NEC Research Institute Technical Report | 1998 |
Abstract: The excluded middle vantage point forest is a practical new data structure that supports worst case sublinear time searches in a metric space for nearest neighbors within a fixed radius $\tau$ of arbitrary queries. Worst case performance depends on the dataset but is not affected by the distribution of queries.
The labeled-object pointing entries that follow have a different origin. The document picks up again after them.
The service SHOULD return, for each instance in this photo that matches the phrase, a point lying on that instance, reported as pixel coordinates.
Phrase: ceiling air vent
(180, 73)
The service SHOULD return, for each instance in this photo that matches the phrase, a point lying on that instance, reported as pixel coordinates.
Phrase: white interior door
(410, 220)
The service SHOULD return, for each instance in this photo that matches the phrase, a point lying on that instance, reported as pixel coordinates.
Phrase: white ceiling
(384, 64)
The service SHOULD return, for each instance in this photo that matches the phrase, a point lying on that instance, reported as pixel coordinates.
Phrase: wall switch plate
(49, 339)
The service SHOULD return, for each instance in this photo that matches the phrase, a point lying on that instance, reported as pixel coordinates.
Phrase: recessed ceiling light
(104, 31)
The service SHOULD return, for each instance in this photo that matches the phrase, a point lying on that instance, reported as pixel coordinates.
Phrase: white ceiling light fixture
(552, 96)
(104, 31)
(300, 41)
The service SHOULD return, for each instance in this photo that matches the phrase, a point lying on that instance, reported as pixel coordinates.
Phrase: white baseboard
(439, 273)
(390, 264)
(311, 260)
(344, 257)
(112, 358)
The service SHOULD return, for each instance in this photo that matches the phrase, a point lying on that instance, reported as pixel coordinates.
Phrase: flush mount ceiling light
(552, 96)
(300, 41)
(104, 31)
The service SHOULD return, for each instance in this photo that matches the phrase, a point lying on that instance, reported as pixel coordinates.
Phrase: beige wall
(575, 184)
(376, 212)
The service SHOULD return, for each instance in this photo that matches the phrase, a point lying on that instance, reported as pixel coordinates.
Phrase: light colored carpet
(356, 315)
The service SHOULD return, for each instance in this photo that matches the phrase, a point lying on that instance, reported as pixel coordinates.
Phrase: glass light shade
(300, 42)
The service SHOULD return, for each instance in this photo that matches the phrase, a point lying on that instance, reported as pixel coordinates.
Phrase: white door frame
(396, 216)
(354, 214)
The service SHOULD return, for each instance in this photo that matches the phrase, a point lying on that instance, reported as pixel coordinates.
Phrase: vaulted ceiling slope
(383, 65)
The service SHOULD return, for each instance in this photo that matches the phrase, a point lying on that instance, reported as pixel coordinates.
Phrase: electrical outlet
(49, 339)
Our analysis predicts vp-forest performance in simple settings such as $L_p$ spaces with uniform random datasets --- and experiments confirm these predictions. Another contribution of the analysis is a new perspective on the curse of dimensionality . In our idealized setting the dataset is organized into a forest of $O(N^{1-\rho})$ trees, each of depth $O(\log{N})$. Here $\rho$ may be viewed as depending on $\tau$, the distance function, and on the dataset. The radius of interest $\tau$ is an input to the organization process and the result is a linear space data structure specialized to answer queries within this distance. Searches then require $O(N^{1-\rho} \log{N})$ time, or $O(\log{N})$ time given $O(N^{1-\rho})$ processors.
We also discuss design variations including an approach to trading space for reductions in search time.
Keywords: Nearest neighbor search, Vantage point tree (vp-tree), Kd-tree, Computational geometry, Metric space.